Svelato il mistero del volto di Andrea Palladio

redazione

Gli esperti della Polizia Scientifica, gli storici dell’arte del Palladio Museum e i tecnici della Soprintendenza archeologia, belle arti e paesaggio per le province di Verona, Rovigo e Vicenza illustrano gli esiti di una lunga indagine. Mettendo così fine, dopo 500 anni, alle infinite controversie su quale faccia avesse il più celebre architetto di ogni tempo.

Il caso nasce perché non esiste un ritratto ufficiale di Palladio, che la consuetudine editoriale del tempo avrebbe voluto inserito nel suo trattato, I Quattro Libri dell’Architettura, pubblicato a Venezia nel 1570. Per colmare questa mancanza, nel corso del Settecento sono stati proposti innumerevoli ritratti dell’architetto, anche molto diversi fra loro: gli inglesi nel 1716 lo hanno proposto giovane e senza barba, oppure altrettanto giovane e con i baffi, i vicentini nel 1733 hanno replicato con un Palladio più anziano e calvo.

Per la mostra “Andrea Palladio. Il mistero del volto”, aperta al Palladio Museum di Vicenza fino al 18 giugno, sono stati individuati dodici ritratti ritenuti di Palladio, sparsi in due continenti. Due provengono da Londra (RIBA Collections e Royal Collection at Kensington Palace), uno da Copenaghen (Statens Museum), quattro da Vicenza (villa Rotonda, villa Valmarana, teatro Olimpico, villa Caldogno), uno da Notre Dame, Indiana (Snite Museum of Art), uno da una collezione privata a Mosca, uno da Praga (Národní Muzeum), uno da un’asta di Christie’s a New York e un ultimo da un antique shop nel New Jersey.
Sono tutti autentici? E l’uomo ritratto è sempre Palladio?

Specialisti in diversi campi hanno lavorato insieme per rispondere a queste domande.
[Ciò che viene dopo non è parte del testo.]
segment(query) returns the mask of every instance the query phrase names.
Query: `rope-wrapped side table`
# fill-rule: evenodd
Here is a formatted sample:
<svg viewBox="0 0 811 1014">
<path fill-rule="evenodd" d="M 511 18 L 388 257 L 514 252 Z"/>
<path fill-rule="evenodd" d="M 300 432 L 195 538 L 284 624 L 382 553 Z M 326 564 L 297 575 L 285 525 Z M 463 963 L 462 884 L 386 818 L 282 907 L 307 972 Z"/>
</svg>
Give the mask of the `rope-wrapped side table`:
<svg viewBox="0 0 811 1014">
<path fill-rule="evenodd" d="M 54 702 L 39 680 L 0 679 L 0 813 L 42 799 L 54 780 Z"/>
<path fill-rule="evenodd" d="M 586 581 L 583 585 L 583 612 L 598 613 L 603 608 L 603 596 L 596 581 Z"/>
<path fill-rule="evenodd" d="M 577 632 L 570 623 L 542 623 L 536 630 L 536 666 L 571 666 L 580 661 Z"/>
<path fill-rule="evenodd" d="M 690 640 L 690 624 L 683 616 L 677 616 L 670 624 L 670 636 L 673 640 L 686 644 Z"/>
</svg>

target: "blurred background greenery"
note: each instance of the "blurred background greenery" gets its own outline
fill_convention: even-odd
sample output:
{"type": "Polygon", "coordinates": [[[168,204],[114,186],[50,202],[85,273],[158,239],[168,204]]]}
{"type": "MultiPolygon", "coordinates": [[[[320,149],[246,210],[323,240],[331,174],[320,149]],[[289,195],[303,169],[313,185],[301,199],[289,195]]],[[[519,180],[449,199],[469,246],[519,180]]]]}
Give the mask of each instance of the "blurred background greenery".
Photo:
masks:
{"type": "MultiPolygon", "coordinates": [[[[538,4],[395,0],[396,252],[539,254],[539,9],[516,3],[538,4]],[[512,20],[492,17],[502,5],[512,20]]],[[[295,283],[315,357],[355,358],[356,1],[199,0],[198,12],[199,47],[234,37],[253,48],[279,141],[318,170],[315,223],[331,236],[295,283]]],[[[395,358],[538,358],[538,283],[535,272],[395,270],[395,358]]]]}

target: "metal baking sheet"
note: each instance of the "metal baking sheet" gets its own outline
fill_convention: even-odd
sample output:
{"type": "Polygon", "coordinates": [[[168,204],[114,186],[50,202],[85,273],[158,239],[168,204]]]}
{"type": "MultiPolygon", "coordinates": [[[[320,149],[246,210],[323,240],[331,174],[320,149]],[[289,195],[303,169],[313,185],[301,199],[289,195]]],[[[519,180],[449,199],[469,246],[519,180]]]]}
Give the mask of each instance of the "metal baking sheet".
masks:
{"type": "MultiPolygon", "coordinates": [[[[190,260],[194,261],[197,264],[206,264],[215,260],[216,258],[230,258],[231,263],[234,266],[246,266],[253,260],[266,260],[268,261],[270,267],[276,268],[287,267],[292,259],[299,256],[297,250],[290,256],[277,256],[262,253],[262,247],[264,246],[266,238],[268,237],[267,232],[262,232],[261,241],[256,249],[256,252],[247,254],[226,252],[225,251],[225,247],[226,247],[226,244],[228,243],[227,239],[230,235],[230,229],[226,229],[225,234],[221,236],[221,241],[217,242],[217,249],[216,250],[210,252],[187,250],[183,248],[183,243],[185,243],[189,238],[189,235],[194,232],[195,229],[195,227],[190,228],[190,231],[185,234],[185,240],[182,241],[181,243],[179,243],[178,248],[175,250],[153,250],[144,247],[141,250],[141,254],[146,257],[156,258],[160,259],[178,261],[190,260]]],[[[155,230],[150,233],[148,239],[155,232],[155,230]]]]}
Mentre gli storici del Palladio Museum hanno fatto ricerche in archivio e biblioteca, i tecnici della Soprintendenza hanno indagato gli aspetti materiali dei dipinti nel proprio laboratorio di restauro di Verona e la Polizia Scientifica ha confrontato fra loro i volti con i metodi della comparazione fisionomica.

“Il Palladio Museum e la Soprintendenza di Verona – racconta Guido Beltramini, curatore della mostra – hanno chiesto aiuto al Servizio di Polizia Scientifica della Polizia di Stato per scrivere finalmente la parola fine su quasi trecento anni di dispute sul volto di Palladio: da quando cioè gli inglesi nel 1716 si sono “inventati” un falso Palladio dipinto da Paolo Veronese. E’ stato un affascinante incontro fra scienze forensi e storia dell’arte, dove ognuno ha cercato di dare il meglio di sé.”

Fabrizio Magani precisa “L’esperienza di studio e ricerca ha sorpreso per le potenzialità tecniche messe in gioco, dimostrando come la semplicità di un tema espositivo possa promuovere pratiche complementari e risultati tutti nuovi”.

“Il mestiere dell’investigatore della Polizia Scientifica ben si sposa con la perizia dell’esperto d’arte, entrambi attenti al metodo scientifico e ai dettagli.” – a parlare è il Prefetto Vittorio Rizzi, direttore del settore anticrimine della Polizia di Stato – “Attraverso la tecnica del confronto dei volti, comunemente utilizzata per identificare gli autori dei crimini più violenti, e quella dell’age progression, normalmente usata per la ricerca delle persone scomparse e dei latitanti, abbiamo confermato i risultati della ricerca storica, risolvendo uno dei cold case più antichi”.

L’allestimento della mostra, progettato da Alessandro Scandurra, restituisce efficacemente l’atmosfera di una detective-story: accanto ad ogni dipinto il visitatore trova dei tavoli luminosi in cui sono presentati i “reperti” dell’indagine: radiografie dei quadri, sezioni stratigrafiche che evidenziano la successione delle pellicole pittoriche, antiche fotografie, documenti. È così possibile verificare le ipotesi proposte in mostra e ritrovare il “proprio” Palladio.